I like Solid Queue and the direction things are heading, but its hard to overlook the performance. A system that does tens to hundreds of thousands of jobs/s on Sidekiq + Redis, will now get bottlenecked by transactional performance with solid queue / PG - https://github.com/sidekiq/sidekiq/wiki/Active-Job#performan...
My choice of design pattern here is - Use PG (PostgreSQL) for orchestration + decision making and Sidekiq + Redis as message bus. Just can't beat the time it takes for job to get picked up once it has landed on a queue.
By shayonj a day ago
You can get pretty high job throughput while maintaining transactional integrity, but maybe not with Ruby and ActiveRecord :) https://riverqueue.com/docs/benchmarks
That River example has a MacBook Air doing about 2x the throughput as the Sidekiq benchmarks while still using Postgres via Go.
Can’t find any indication of whether those Sidekiq benchmarks used Postgres or MySQL/Maria, that may be a difference.
By bgentry 21 hours ago
this is really cool and I'd love to use it, but it seems they only support workers written in Go if I'm not mistaken? My workers can be remote and not using Go, behind a NAT too. I want a them to periodically pull the queue, this way I do not need to worry about network topology. I guess I could simply interface with PG atomically via a simple API endpoint for the workers to connect, but I'd love to have the UI of riverqueue.

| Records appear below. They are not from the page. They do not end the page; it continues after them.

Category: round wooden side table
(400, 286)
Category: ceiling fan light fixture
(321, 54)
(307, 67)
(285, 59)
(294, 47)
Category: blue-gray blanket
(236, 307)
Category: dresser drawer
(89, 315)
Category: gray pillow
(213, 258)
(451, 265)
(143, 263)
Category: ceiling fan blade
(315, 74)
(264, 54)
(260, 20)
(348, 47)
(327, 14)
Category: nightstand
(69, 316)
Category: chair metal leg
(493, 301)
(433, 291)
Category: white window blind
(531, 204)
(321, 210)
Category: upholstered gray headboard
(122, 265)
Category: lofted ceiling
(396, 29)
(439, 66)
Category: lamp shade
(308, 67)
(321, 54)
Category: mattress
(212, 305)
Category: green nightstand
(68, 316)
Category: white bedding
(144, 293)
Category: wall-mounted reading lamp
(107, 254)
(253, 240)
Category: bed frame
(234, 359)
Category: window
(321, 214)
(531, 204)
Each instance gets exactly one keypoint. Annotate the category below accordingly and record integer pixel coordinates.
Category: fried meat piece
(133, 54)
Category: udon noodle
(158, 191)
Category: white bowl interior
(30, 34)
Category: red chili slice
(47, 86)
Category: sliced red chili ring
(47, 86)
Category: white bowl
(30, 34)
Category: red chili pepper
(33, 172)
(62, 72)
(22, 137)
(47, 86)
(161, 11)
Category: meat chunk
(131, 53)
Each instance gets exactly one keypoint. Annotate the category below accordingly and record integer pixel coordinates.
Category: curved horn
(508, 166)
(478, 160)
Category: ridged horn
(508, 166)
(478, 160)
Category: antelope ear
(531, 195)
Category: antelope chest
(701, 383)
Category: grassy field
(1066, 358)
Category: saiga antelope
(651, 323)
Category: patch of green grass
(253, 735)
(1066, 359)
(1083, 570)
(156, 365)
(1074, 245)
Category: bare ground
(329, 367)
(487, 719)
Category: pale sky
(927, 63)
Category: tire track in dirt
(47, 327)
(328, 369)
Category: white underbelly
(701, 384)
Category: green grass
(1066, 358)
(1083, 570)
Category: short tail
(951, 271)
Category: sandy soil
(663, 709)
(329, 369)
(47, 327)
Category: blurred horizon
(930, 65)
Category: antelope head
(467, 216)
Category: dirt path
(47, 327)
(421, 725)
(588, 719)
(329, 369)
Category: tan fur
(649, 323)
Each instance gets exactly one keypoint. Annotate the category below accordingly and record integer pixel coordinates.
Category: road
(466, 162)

IIUC - Does this mean if I am making a network call, or performing some expensive task from within the job, the transaction against the database is held open for the duration of the job?
By shayonj 21 hours ago
Definitely not! Jobs in River are enqueued and fetched by worker clients transactionally, but the jobs themselves execute outside a transaction. I’m guessing you’re aware of the risks of holding open long transactions in Postgres, and we definitely didn’t want to limit users to short-lived background jobs.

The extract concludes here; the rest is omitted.